美野里みのりちゃんと田村くんが【聖術】使ってるとこ見てたら、ポコンってね」


 奉谷さんは運び屋たちに【鼓舞】を掛けるため、ちょとちょろと動き回ってはいた。場面として【聖術】を使っている上杉さんや田村とカブったのも当然だと思う。でもだからといって、出るものか?


「もともと【奮術師】は相手に直接作用するタイプの術師だ。【魔力浸透】も持ってるし、そのあたりがあるかもな」


 あわあわしている周りをよそに、古韮ふるにらが冷静なことを言いだした。しかもそれなりに説得力がある。やるじゃないか。



「そのあたりの検証はあとでもいいかな。ええっと夏樹なつき、ヒーラーが四人になるのって、どうなんだ?」


「滅茶苦茶すごい。とくに奉谷さんなのがいいよ!」


 委員長の問いかけにゲーマーの夏樹が食い気味に返した。


 そっち方面でガチ勢ではない俺でも回復役が増える利点は理解できる。単純に手数が増えるし、全体魔力量が多くなるからヒールの回数だって増やすことができる。ヒーラー自身が怪我をしたときの保険にもなるわけだし。


 それになにより奉谷さんなのがいい。夏樹が言いたいのはソレだ。


「ボクってバフが終わったらね。だからすごく嬉しいよ」


 自虐が混じる奉谷さんだけど、半分は本当だ。


 たしかに今の彼女は【鼓舞】を掛け終えれば、あとはバフの掛け直しか魔力タンクが役割りになる。術師なのに攻撃的な魔術を持っていないからだ。

 かといって物理攻撃や防御となると、彼女は深山みやまさん、白石さんと並んでクラス最弱レベルになってしまう。


 これから身体強化系のバフ技能を取る予定はあるけれど、もしかしたら俺とは別の形で奉谷さんは悩んでいたのかもしれない。
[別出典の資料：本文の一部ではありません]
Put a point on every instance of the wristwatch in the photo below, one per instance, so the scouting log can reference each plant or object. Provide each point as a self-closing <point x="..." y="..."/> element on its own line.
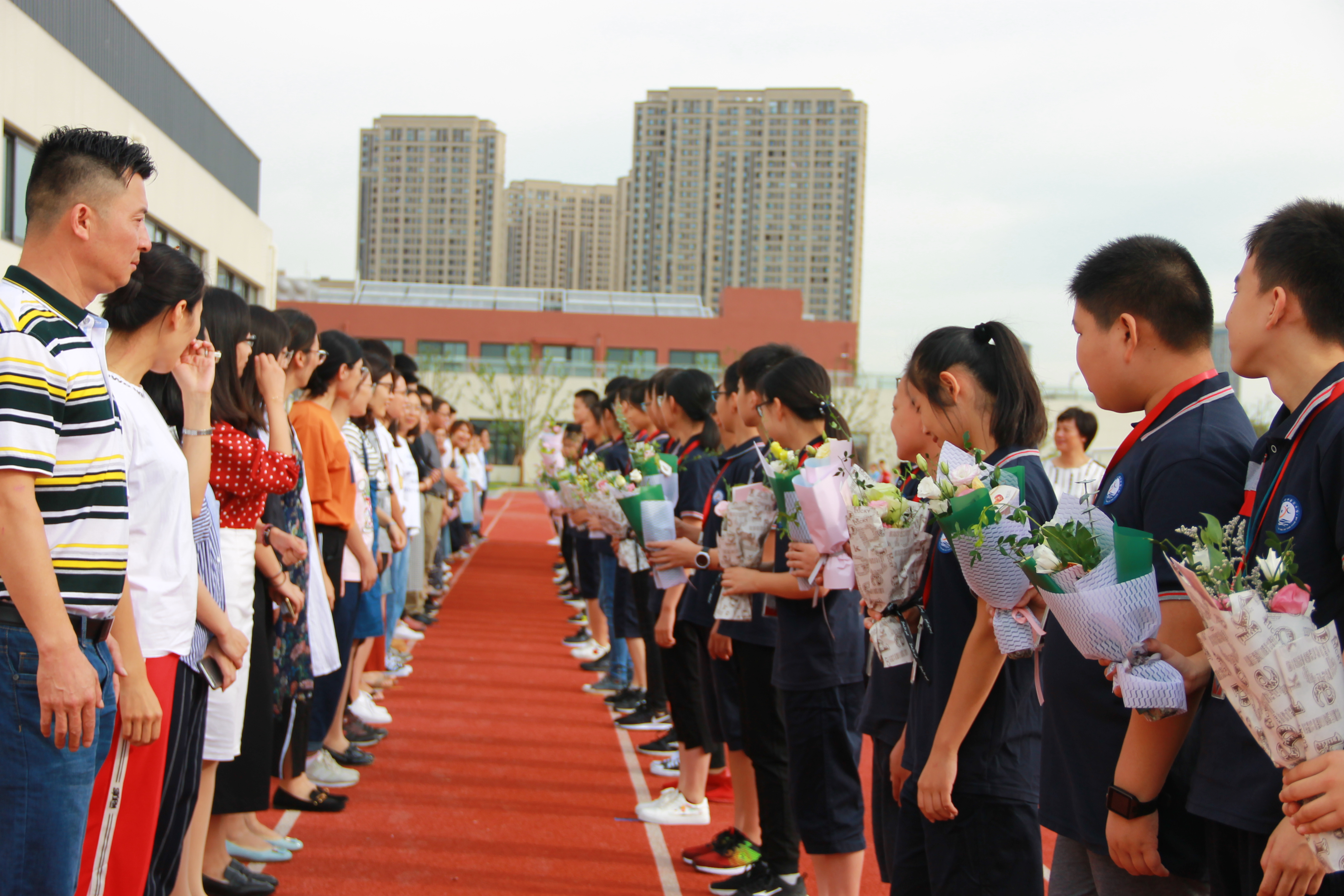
<point x="1127" y="805"/>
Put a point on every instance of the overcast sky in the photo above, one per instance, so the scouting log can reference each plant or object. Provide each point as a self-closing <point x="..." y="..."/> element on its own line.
<point x="1006" y="140"/>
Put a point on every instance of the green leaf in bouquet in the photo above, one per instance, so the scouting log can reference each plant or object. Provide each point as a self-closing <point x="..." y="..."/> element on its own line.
<point x="1134" y="554"/>
<point x="964" y="512"/>
<point x="631" y="507"/>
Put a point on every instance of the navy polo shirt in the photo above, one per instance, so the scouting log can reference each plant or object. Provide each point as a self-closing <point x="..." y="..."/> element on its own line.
<point x="763" y="630"/>
<point x="886" y="703"/>
<point x="1236" y="784"/>
<point x="703" y="593"/>
<point x="1190" y="460"/>
<point x="1000" y="754"/>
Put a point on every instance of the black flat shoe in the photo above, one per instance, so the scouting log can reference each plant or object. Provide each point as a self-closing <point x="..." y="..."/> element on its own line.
<point x="234" y="884"/>
<point x="318" y="801"/>
<point x="256" y="875"/>
<point x="353" y="757"/>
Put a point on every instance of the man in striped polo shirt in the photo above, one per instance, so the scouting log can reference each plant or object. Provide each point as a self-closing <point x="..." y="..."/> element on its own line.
<point x="64" y="524"/>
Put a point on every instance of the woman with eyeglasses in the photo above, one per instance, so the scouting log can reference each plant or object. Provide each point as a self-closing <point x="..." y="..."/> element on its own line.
<point x="244" y="469"/>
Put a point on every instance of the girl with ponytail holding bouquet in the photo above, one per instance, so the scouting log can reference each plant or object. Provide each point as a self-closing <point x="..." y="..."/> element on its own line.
<point x="972" y="738"/>
<point x="819" y="656"/>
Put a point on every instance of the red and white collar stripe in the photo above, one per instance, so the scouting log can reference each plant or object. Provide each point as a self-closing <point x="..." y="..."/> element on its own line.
<point x="1212" y="397"/>
<point x="1324" y="395"/>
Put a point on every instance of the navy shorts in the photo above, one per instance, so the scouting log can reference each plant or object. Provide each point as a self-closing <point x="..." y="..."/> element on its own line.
<point x="369" y="614"/>
<point x="824" y="788"/>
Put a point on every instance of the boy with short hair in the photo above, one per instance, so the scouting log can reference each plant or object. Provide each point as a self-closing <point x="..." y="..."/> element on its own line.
<point x="1116" y="797"/>
<point x="1287" y="324"/>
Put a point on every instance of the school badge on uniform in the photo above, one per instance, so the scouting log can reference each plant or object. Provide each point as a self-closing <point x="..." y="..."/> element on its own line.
<point x="1289" y="515"/>
<point x="1116" y="488"/>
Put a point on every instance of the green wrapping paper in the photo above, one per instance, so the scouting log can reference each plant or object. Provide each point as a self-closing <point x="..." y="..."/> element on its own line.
<point x="631" y="507"/>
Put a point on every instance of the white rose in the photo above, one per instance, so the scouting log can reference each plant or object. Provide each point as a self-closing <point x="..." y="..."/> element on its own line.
<point x="1271" y="566"/>
<point x="1046" y="559"/>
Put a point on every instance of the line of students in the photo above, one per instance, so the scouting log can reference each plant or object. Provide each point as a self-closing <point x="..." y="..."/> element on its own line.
<point x="968" y="762"/>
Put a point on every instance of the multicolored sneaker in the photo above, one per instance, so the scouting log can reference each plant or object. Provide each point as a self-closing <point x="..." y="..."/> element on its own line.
<point x="730" y="858"/>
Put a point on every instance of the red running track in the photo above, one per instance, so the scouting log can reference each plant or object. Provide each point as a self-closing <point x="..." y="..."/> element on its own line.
<point x="501" y="776"/>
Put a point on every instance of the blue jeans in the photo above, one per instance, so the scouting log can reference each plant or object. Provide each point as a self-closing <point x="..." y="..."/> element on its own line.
<point x="394" y="586"/>
<point x="621" y="667"/>
<point x="45" y="792"/>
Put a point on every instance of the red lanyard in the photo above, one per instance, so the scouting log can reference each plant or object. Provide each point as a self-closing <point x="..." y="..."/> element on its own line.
<point x="1138" y="433"/>
<point x="709" y="499"/>
<point x="1258" y="519"/>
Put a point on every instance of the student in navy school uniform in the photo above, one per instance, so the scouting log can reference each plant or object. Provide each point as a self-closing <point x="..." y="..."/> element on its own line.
<point x="819" y="656"/>
<point x="734" y="849"/>
<point x="1287" y="324"/>
<point x="974" y="731"/>
<point x="888" y="699"/>
<point x="687" y="414"/>
<point x="1116" y="794"/>
<point x="752" y="656"/>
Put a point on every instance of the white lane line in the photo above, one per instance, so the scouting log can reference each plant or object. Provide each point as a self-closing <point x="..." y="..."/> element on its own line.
<point x="287" y="821"/>
<point x="659" y="847"/>
<point x="283" y="828"/>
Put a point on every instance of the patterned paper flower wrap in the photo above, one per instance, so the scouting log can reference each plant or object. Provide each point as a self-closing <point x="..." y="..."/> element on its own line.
<point x="659" y="524"/>
<point x="1109" y="612"/>
<point x="888" y="562"/>
<point x="1283" y="676"/>
<point x="992" y="577"/>
<point x="747" y="523"/>
<point x="601" y="504"/>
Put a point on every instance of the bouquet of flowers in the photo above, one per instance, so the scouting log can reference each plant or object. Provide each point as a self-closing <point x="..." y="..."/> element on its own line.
<point x="1283" y="675"/>
<point x="822" y="472"/>
<point x="971" y="500"/>
<point x="747" y="523"/>
<point x="1099" y="581"/>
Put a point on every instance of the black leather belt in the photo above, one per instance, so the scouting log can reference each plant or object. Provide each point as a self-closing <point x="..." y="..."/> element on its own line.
<point x="95" y="630"/>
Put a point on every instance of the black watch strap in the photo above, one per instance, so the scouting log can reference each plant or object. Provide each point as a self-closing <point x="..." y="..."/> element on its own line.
<point x="1127" y="805"/>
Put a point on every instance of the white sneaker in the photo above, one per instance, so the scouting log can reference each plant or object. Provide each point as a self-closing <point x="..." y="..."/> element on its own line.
<point x="675" y="810"/>
<point x="408" y="633"/>
<point x="589" y="652"/>
<point x="324" y="770"/>
<point x="367" y="711"/>
<point x="670" y="768"/>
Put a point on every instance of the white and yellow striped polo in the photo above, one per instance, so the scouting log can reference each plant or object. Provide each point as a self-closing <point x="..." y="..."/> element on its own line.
<point x="58" y="421"/>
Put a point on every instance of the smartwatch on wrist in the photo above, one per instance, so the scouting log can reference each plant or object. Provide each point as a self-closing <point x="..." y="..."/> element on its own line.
<point x="1127" y="805"/>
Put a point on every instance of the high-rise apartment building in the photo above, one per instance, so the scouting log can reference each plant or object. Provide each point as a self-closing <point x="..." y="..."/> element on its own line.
<point x="565" y="236"/>
<point x="749" y="188"/>
<point x="431" y="191"/>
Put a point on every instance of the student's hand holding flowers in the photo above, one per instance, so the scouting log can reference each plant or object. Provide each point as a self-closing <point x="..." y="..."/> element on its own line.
<point x="673" y="555"/>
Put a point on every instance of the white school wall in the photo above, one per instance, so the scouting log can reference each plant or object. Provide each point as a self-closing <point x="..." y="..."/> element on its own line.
<point x="43" y="85"/>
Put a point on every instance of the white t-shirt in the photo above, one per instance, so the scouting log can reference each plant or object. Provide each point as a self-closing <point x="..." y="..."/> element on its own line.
<point x="162" y="557"/>
<point x="1078" y="481"/>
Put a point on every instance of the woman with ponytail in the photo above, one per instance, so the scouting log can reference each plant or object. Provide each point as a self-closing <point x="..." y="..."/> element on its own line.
<point x="972" y="738"/>
<point x="819" y="656"/>
<point x="154" y="323"/>
<point x="687" y="414"/>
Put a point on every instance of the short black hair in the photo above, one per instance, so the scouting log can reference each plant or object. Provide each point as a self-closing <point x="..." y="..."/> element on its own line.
<point x="1085" y="421"/>
<point x="1302" y="249"/>
<point x="1150" y="277"/>
<point x="69" y="163"/>
<point x="761" y="361"/>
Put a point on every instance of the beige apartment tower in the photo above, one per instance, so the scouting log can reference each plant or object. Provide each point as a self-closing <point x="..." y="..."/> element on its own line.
<point x="565" y="236"/>
<point x="431" y="201"/>
<point x="749" y="188"/>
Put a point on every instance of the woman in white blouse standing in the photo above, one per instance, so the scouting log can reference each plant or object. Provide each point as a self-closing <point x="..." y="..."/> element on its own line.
<point x="1072" y="472"/>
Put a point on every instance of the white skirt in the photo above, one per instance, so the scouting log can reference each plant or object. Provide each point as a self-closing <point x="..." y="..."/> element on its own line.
<point x="225" y="714"/>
 自分のことを考えるばかりで、奉谷さんの立場が見えていなかったかな。情けない話だ。



「だけど、せめて五階位にならないと【聖術】は取れないかな」


 奉谷さんは直近で【魔力譲渡】を取ってしまっている。俺が二層に落ちたのが理由だけど、それはもう終わったことだ。グチグチ考えても仕方ない。


 それよりも今は奉谷さんのお祝いをする場面だろう。


「だからしばらくはこのままだね。ボクは八津くんの補助をするよ。よろしくね!」


「ああ、俺の方こそよろしく」


 にっこりと笑う奉谷さんはなるほど、クラスの連中がおひさまみたいだと言うのがよくわかる、そんな笑顔をしていた。